Kritik Macht Werkstatt?
30. September 2008 von smoeDie vergangenen Werkstatt-Tage fanden nicht nur ein positives Echo. Es gab auch Kritik. Gewisse Journalistinnen (smoe darunter) monierten, dass sie in den Vorstellungen und Gesprächen kaum Jugendliche und überhaupt keine Kinder antrafen: Ein Club ergrauter Altachtundsechziger guckt und diskutiert unter Ausschluss der Zielgruppe neue Stücke für die Jugend. Das fanden sie irgendwie unpassend.

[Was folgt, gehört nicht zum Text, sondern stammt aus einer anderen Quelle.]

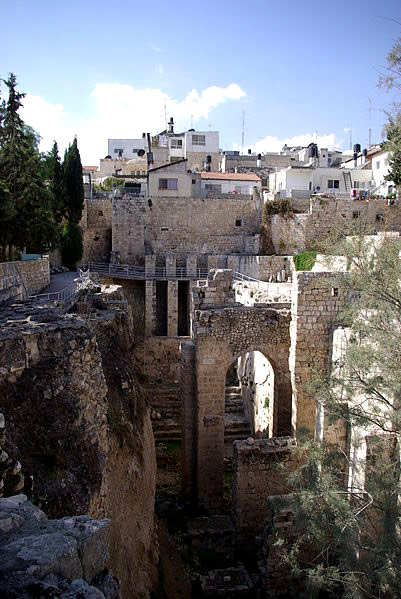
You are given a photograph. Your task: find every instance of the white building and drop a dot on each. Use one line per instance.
(217, 183)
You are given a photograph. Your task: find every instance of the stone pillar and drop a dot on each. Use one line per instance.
(150, 307)
(191, 267)
(212, 262)
(172, 308)
(233, 263)
(171, 266)
(150, 265)
(188, 411)
(210, 376)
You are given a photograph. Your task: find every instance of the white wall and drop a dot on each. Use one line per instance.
(380, 169)
(127, 145)
(211, 142)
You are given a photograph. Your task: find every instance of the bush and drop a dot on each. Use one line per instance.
(305, 260)
(71, 245)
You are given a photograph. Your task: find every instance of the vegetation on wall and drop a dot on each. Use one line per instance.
(352, 531)
(280, 207)
(305, 260)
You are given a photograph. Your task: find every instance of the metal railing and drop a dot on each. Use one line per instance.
(66, 293)
(283, 289)
(12, 278)
(126, 271)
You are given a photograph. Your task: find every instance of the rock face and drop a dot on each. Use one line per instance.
(52, 558)
(78, 421)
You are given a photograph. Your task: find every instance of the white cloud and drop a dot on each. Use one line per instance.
(154, 47)
(121, 111)
(274, 144)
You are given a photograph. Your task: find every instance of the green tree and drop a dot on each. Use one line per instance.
(391, 80)
(74, 185)
(347, 509)
(55, 177)
(71, 245)
(26, 207)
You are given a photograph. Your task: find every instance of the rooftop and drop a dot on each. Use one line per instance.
(230, 176)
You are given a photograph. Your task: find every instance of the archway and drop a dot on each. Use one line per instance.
(249, 398)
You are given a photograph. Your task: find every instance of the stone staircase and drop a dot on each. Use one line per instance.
(166, 401)
(236, 423)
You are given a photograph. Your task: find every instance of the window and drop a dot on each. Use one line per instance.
(171, 184)
(213, 187)
(198, 140)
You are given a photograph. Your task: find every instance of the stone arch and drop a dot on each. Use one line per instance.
(219, 337)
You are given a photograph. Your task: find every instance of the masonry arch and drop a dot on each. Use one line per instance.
(249, 397)
(221, 337)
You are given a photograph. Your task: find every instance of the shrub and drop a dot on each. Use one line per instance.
(305, 260)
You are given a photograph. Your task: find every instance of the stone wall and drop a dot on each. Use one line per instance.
(220, 336)
(327, 215)
(35, 274)
(263, 268)
(185, 226)
(256, 476)
(256, 377)
(317, 300)
(66, 557)
(86, 401)
(96, 230)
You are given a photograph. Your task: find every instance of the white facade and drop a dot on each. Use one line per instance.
(125, 148)
(380, 168)
(215, 183)
(318, 180)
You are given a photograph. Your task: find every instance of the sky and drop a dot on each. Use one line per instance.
(281, 72)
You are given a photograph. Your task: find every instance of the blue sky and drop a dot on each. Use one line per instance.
(107, 69)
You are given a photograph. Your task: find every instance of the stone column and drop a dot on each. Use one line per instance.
(191, 267)
(172, 308)
(171, 266)
(211, 262)
(188, 411)
(210, 377)
(150, 307)
(150, 265)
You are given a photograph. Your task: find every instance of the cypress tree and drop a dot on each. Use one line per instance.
(56, 183)
(74, 185)
(26, 214)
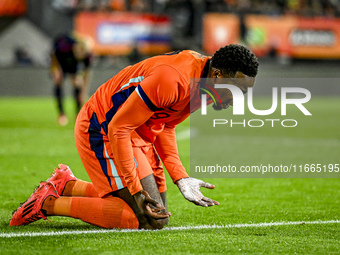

Die Kritik schlug sowas von ein. Noch vor Wochen hörte ich zwei der Organisatoren im erhitzten Pro-und Contra: Ein Arbeitstreffen sei nun mal für den Austausch der Künstler und die fachliche Weiterentwicklung des Theaters da versus Es könne nicht angehen, dass dabei keine Kinder und Jugendliche zuschauen und mitmachen. Sogar in den Grußworten zum diesjährigen Programm schlägt das Kritikerwort noch Wellen: Man will „den konsequenten Schritt in Richtung Werkstatt von professionellen Theaterkünstlern“ gehen. – Und „nichts ist den Theaterkünstlern so wichtig wie ihr Publikum“.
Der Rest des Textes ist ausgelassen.